Discuter de l’utilité des religions permet d’éviter de poser une autre question, première et fondamentale, celle de la vérité des doctrines religieuses. Dans le temps, les chrétiens ne nous disaient pas que la religion soulage, fonde nos valeurs ou donne un sens à la vie, mais qu’il est vrai que Dieu existe, qu’il y a une vie après la mort, un ciel et un enfer, que Jésus est mort pour nos péchés etc. Et c’était parce que ces doctrines étaient vraies que la religion avait une dimension morale.

La vérité des doctrines religieuses s’appuyait soit sur des arguments a priori – les "preuves" métaphysiques de l’existence de Dieu – soit sur des arguments a posteriori, principalement sur l’idée que le monde, dans toute sa complexité, ne peut pas surgir de "rien" ni être "dû au hasard".
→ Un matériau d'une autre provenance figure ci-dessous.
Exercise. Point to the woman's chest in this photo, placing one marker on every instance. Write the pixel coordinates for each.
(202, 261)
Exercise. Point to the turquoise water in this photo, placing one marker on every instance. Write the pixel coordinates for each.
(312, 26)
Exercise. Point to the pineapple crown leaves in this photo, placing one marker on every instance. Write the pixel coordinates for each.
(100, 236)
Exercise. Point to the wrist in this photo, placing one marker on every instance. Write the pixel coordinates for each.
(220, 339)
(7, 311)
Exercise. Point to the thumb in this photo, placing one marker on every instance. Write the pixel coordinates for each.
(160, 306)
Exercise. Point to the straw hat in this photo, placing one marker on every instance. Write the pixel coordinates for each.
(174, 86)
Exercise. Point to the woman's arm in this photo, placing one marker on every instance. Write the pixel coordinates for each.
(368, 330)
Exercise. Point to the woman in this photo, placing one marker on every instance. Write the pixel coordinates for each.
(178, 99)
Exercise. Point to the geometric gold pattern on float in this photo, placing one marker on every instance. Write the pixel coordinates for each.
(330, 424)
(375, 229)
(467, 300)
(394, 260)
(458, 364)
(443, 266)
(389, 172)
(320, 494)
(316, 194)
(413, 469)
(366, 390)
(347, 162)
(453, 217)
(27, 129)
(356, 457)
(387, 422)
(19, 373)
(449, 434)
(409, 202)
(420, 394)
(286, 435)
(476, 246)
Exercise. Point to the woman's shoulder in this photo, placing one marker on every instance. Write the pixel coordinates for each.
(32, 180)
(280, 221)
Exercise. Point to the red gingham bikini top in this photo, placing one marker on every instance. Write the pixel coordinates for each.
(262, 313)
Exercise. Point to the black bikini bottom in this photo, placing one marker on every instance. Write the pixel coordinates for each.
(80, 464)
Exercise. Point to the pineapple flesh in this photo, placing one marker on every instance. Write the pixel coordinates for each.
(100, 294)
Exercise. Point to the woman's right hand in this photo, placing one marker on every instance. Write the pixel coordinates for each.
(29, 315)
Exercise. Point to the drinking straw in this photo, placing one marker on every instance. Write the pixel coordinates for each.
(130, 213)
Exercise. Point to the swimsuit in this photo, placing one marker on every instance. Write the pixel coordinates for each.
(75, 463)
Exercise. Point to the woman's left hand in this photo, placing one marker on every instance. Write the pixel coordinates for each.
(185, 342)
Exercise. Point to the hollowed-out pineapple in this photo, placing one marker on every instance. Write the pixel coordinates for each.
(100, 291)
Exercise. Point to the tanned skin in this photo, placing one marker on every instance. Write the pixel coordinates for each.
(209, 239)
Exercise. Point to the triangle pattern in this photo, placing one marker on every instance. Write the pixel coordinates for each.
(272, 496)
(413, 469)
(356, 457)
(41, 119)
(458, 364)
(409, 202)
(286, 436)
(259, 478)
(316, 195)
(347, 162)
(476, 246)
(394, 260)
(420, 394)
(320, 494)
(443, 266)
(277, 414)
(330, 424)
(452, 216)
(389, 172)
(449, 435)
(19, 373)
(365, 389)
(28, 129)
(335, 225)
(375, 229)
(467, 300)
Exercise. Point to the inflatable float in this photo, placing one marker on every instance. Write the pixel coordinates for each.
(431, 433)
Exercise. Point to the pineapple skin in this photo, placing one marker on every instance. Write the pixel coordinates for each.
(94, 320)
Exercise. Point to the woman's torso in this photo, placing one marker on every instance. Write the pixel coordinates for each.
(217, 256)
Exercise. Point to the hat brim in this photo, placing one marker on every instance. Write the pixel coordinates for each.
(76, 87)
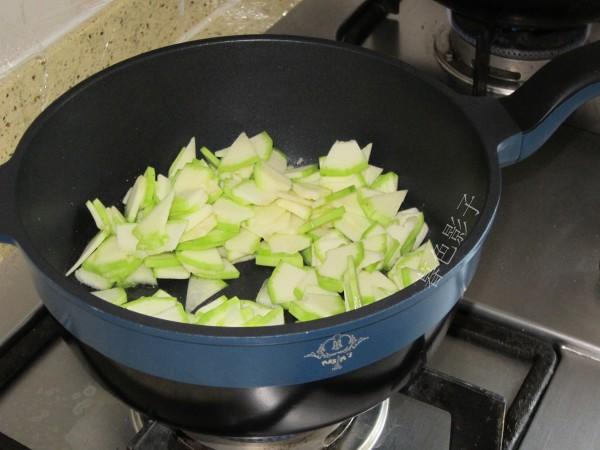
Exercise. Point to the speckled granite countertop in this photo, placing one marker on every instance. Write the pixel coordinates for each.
(122, 29)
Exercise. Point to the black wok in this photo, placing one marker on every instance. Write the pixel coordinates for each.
(446, 148)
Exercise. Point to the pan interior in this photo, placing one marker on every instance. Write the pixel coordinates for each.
(306, 95)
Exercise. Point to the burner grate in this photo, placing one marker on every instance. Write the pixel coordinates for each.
(523, 44)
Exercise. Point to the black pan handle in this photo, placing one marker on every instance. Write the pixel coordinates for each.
(7, 205)
(528, 117)
(361, 23)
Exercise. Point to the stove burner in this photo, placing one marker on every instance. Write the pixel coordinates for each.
(522, 44)
(484, 58)
(358, 433)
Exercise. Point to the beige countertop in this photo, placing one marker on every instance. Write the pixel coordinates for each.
(121, 29)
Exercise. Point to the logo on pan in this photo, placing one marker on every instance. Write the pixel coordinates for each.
(336, 350)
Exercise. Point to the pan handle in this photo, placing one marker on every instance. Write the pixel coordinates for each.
(8, 225)
(533, 112)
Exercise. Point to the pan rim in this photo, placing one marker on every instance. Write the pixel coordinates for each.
(184, 331)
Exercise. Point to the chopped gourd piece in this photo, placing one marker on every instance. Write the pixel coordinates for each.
(116, 296)
(333, 232)
(200, 290)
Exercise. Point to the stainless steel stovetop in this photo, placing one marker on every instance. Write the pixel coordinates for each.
(539, 273)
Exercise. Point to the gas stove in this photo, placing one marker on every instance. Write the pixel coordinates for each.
(520, 363)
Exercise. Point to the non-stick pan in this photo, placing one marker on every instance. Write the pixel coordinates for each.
(447, 150)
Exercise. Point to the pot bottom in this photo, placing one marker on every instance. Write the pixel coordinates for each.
(262, 411)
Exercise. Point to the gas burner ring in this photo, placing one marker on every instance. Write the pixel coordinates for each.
(521, 44)
(348, 435)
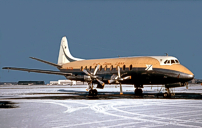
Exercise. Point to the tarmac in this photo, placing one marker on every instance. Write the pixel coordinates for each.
(70, 106)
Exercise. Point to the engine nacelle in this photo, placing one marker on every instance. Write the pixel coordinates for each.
(173, 85)
(87, 78)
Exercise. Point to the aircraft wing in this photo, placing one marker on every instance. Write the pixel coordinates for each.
(56, 65)
(39, 71)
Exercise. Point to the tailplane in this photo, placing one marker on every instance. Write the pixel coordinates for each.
(64, 53)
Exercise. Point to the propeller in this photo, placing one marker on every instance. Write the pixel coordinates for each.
(118, 80)
(93, 75)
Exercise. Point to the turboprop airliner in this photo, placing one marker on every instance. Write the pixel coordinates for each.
(138, 71)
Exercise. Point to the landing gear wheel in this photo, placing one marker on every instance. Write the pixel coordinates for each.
(92, 92)
(138, 91)
(167, 95)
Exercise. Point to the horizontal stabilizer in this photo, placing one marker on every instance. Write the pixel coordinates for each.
(39, 71)
(55, 65)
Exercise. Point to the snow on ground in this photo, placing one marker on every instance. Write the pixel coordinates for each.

C’est une erreur fréquente de croire que la science a réfuté ces idées, en apportant une réponse non religieuse à ces questions (par exemple, le darwinisme comme explication de l’origine de la complexité). En effet, les croyants peuvent, et pourront toujours, déplacer les questions et en trouver d’autres auxquelles la science ne répond pas. Mais la science, ou plutôt les philosophies qui se sont appuyées sur elle (matérialisme, empirisme, positivisme logique) ont changé l’idée que nous avons de ce qu’est une réponse valide à une question donnée.

D’un point de vue scientifique, invoquer comme explication d’un phénomène quelconque, l’univers par exemple, un être tel que Dieu dont on n’a aucune connaissance, même indirecte, et qu’on ne peut caractériser d’aucune façon précise, revient à dire "on ne sait pas" ou "c’est dû au hasard".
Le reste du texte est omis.